Shane Bieber makes an early case for the AL Cy Young Award
Cleveland Indians RHP Shane Bieber shut out the Minnesota Twins.
Facing a lineup that set a Major League record for home runs a season ago and was the second-highest scoring offense in the league? No problem for Cleveland Indians starter Shane Bieber.
Bieber breezed through the Minnesota Twins on Thursday at Target Field. His fastball was overpowering; his curveball, a variant of a knuckle-curve, devastating. Bieber struck out 13 and allowed only three hits in his eight shutout innings. He’s yet to allow an earned run this season and improved to 2-0 as the Indians defeated the Twins 2-0.
The season is just a week in, but Bieber is making a case that he’s the best pitcher in baseball right now. On Opening Day against Kansas City, he struck out 14 in just six innings. He’s faced 50 batters this season and has struck out 27 of them, giving up seven hits and walking only one. He’s the first starting pitcher in MLB history with back-to-back starts to begin a season with at least 13 strikeouts. His 27 strikeouts through two starts within the first week of the season is also a new record, one more than Curt Schilling in 2002. And he became the first Indians starter since Jack Kralick in 1964 with consecutive shutouts of at least six innings to begin the year.

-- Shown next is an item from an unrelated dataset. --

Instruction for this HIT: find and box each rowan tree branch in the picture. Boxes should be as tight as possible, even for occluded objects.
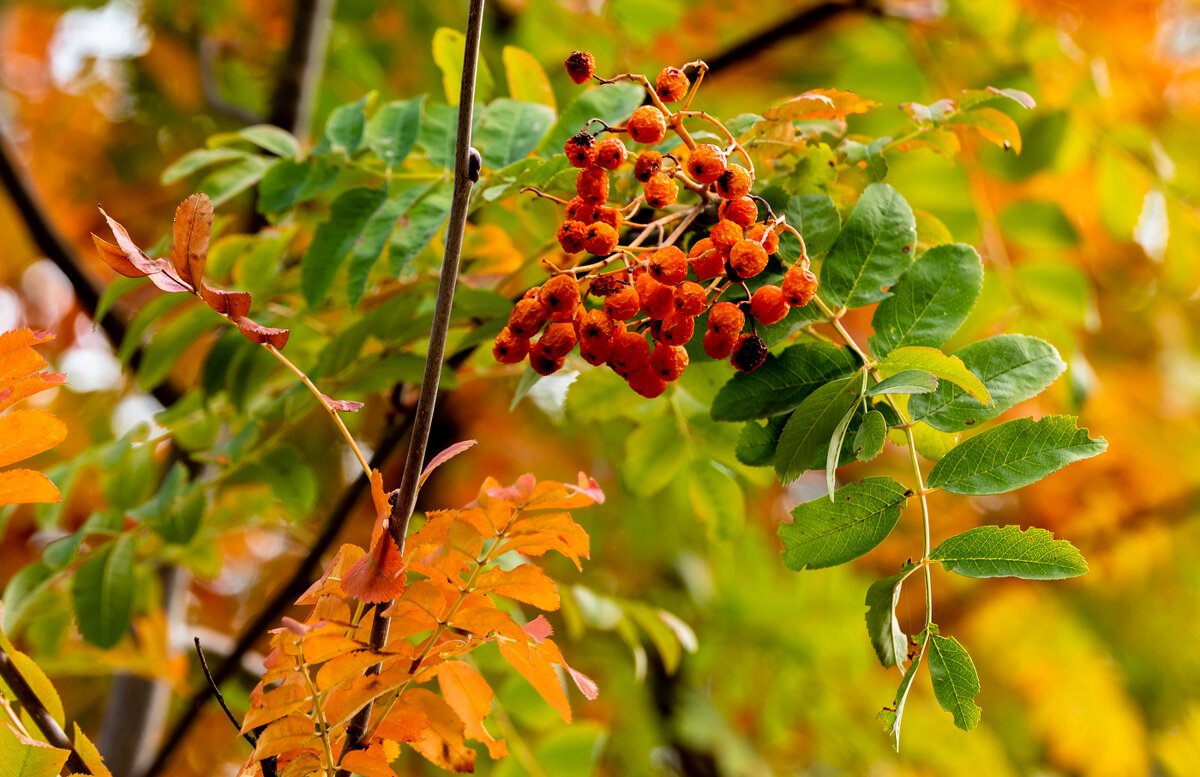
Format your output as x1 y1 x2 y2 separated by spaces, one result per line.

Shane Bieber is making a strong Cy Young argument
Bieber’s knuckle-curve was his biggest weapon against the powerful Twins lineup that hit 307 home runs last season and added former AL MVP Josh Donaldson in the offseason. Of his 13 strikeouts, eight of them came off curveballs, including six swinging. His final strikeout of the night came on a filthy curveball to Byron Buxton that started at the knees before precipitously dropping into the dirt. Buxton could only wave at it weakly before heading back to the dugout.
Bieber threw 34 curveballs on Thursday and 43 fastballs as part of his 102 total pitches. He’s given up just two hits off his curveball this season in 20 at-bats that ended with the pitch, good for a .100 batting average against it. He’s striking out 17.4 batters per nine innings in his first two starts, a mark which would be nearly four points higher than any other starting pitcher in history.
It’s easy to believe that Bieber’s historic start came out of nowhere. After all, through his first two seasons in the big leagues, he was overshadowed in the Indians’ rotation by Corey Kluber and Trevor Bauer. He was most known for having the same name as a certain pop star. But Bieber is just building off his performance from 2019.
Bieber earned his first All-Star selection last season and won game MVP honors at home in Progressive Field. He then had a 2.81 ERA in his first 12 starts immediately after the break, including a one-hit, complete-game shutout in Toronto in July. He struck out 15 in a start against the Orioles last July and finished 10th in the league with 10.9 strikeouts per nine innings. His 259 strikeouts in 2019 were the most by an Indians pitcher within his first two seasons since Herb Score struck out 263 in 1956.
Bieber will have some competition for the Cy Young Award eventually from the likes of Gerrit Cole of the Yankees and the Rays’ Charlie Morton. But he and Lance Lynn of the Rangers are the only pitchers to make two starts this season without allowing a run yet.
The season is still too young to predict how he’ll finish it, but with how he’s pitching so far, Bieber won’t be known just as the player with a famous last name for much longer.